AMBURGO – L’Istituto Italiano di Cultura di Amburgo ospiterà venerdì 15 novembre alle ore 19 un colloquio sulla mostra “Rinascimento visto da Sud. Matera, l’Italia meridionale e il Mediterraneo tra 1400 e 1500”, organizzata presso Palazzo Lanfranchi a Matera.

Interverranno il prof. Pierluigi Leone de Castris, curatore della mostra, e Nicoletta Di Blasi, direttore dell’IIC. L’iniziativa si svolge nell’ambito della rassegna “Settimana su Matera”. L’ingresso è libero.

La mostra “Rinascimento visto da Sud”, a cura di Marta Ragozzino, Pierluigi Leone de Castris, Matteo Ceriana e Dora Catalano, presenta una rilettura inedita di uno dei periodi più floridi della Penisola italiana. Il percorso si apre con il Mediterraneo e conduce verso Napoli, la Spagna, la Provenza e le Fiandre, una mappa che ritrae un mondo e gli artisti e studiosi che lo hanno popolato. Le opere, più di 180, provengono dai più prestigiosi musei italiani ed europei, e sono il simbolo di una cultura eclettica, che non dimentica le sue origini: i ritratti e le sculture si alternano a mappe e portolani, in un gioco di rimandi e interconnessioni che testimoniano una cultura fatta di scambi e contaminazioni, il punto d’incontro tra Rinascimento e Mediterraneo.

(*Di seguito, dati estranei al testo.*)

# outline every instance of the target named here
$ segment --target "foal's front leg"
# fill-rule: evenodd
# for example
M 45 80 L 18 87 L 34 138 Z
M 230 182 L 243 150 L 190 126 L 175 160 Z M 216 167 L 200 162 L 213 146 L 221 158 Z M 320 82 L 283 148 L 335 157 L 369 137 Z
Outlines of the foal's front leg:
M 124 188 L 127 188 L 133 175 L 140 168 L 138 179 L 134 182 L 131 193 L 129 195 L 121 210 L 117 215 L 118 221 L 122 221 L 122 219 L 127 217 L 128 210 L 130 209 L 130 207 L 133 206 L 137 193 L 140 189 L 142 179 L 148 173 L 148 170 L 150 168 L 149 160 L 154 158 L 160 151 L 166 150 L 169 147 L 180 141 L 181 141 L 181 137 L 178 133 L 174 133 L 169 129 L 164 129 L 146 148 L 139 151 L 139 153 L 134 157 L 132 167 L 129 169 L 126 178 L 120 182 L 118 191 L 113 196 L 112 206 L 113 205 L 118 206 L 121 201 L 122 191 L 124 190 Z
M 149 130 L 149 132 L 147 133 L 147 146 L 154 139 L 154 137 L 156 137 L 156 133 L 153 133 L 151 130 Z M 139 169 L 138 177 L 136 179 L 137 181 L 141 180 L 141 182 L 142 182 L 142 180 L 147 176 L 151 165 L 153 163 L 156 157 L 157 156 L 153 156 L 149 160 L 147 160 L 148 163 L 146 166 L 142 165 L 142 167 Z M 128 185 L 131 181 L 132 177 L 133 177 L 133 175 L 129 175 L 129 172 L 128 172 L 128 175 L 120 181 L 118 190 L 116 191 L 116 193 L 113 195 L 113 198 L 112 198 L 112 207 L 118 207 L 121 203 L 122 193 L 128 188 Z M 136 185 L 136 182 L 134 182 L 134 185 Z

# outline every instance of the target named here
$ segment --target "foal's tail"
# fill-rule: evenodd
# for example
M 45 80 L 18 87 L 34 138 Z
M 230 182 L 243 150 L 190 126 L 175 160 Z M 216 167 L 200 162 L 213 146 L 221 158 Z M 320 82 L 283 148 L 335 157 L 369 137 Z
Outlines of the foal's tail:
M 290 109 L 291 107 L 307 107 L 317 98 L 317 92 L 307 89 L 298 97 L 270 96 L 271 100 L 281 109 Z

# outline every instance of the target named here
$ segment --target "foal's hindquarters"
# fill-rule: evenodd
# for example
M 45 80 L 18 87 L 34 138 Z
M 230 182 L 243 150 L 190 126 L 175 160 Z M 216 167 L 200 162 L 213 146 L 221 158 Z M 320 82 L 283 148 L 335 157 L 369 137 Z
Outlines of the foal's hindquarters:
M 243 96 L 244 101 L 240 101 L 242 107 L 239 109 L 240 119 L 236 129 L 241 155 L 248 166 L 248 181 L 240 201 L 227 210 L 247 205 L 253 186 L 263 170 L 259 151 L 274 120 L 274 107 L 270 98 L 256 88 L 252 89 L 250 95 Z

Pierluigi Leone de Castris, pugliese, ha studiato a Napoli, dove per vent’anni ha lavorato in Soprintendenza come ispettore e poi direttore, curando il nuovo allestimento del Museo Nazionale di Capodimonte ed i cataloghi dei dipinti antichi di quel museo, di altri musei cittadini e di numerose mostre. Ha poi insegnato nelle Università di Lecce, della Basilicata e negli ultimi quindici anni, come professore ordinario di Storia dell’arte moderna, nell’università “Suor Orsola Benincasa” di Napoli, dove presiede inoltre la Scuola di Specializzazione in Storia dell’arte. Dirige le riviste “Napoli Nobilissima” e “Confronto” ed è membro del comitato scientifico di altre riviste, italiane e straniere, e di collane editoriali. Si è interessato in particolare di arte a Napoli e nel Meridione d’Italia fra il XIII e gli inizi del XVII secolo, ma anche di arte orafa, pittura e plastica minore nell’Italia del Due e Trecento, di storia del collezionismo e di museologia. Fra i suoi libri sono da ricordare le monografie su Polidoro da Caravaggio (1988, 2001), Simone Martini (1989, 2003), Gian Cristoforo Romano (2010) e Andrea Sabatini da Salerno (2017), i tre volumi della Pittura del Cinquecento a Napoli (1985, 1991, 1994), il catalogo della mostra Quattrocento aragonese (1997) e i tanti lavori sulla Napoli del Due e Trecento, come Arte di corte nella Napoli angioina (1986), Giotto a Napoli (2006), Pietro Cavallini. Napoli prima di Giotto (2013), Donnaregina vecchia a Napoli. La chiesa della regina (2018) e il catalogo della mostra Ori, argenti, gemme e smalti della Napoli angioina, 1266-1381 (2014). (Inform)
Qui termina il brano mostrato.